Ce sujet nous occupe depuis les débats en commission, que j’ai évidemment suivis de près, et nous savions qu’il allait nourrir nos discussions cet après-midi. Nous avons longuement discuté avec la Défenseure des droits et, je le rappelle, nous ne disposons pas de résultats précis quant au nombre de tests individuels réalisés sous son autorité. Comme le soulignait très justement le rapporteur, le système ne fonctionne pas aujourd’hui : les sanctions sont inexistantes…

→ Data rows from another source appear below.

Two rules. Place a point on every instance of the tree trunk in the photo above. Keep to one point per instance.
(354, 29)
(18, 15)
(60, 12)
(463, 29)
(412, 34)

Je tiens d’abord à rappeler aux députés du Rassemblement national – dont certains, me semble-t-il, n’ont pas lu la proposition de loi – qu’il s’agit bien, avec ce texte, d’ouvrir plus largement l’accès au logement, mais aussi à l’emploi et au prêt bancaire. Je partage la position de M. le rapporteur. Madame Karamanli, nous rencontrons des difficultés dans la réalisation des tests individuels. La Défenseure des droits, que j’ai rencontrée, m’a confirmé qu’elle n’était pas en mesure de me dire combien de tests individuels avaient été effectués l’année dernière ou même ces trois dernières années. Comme l’a souligné M. le rapporteur, aucune condamnation n’a été prononcée en 2020 et nous constatons chaque année que les résultats en la matière ne sont pas bons. Sachant qu’une personne sur cinq, en France, déclare avoir été victime de discrimination, nous devons nous donner les moyens d’agir. La Défenseure des droits est incontournable sur ce sujet, bien sûr, mais elle n’est pas la seule à réaliser ces tests individuels : les associations qui accompagnent les victimes le font, ainsi que des avocats, pour le compte de leurs clients, mais aussi bien d’autres acteurs. C’est pourquoi nous souhaitons que la Dilcrah puisse également réaliser des tests individuels. Toutefois, l’adoption des amendements identiques nos 34, 35 et 51 nous permettrait de limiter dans le temps cette possibilité ; nous pourrons ainsi faire le point d’ici deux à trois ans. Mon avis est défavorable sur votre amendement, madame la députée, en attendant d’examiner ces trois amendements.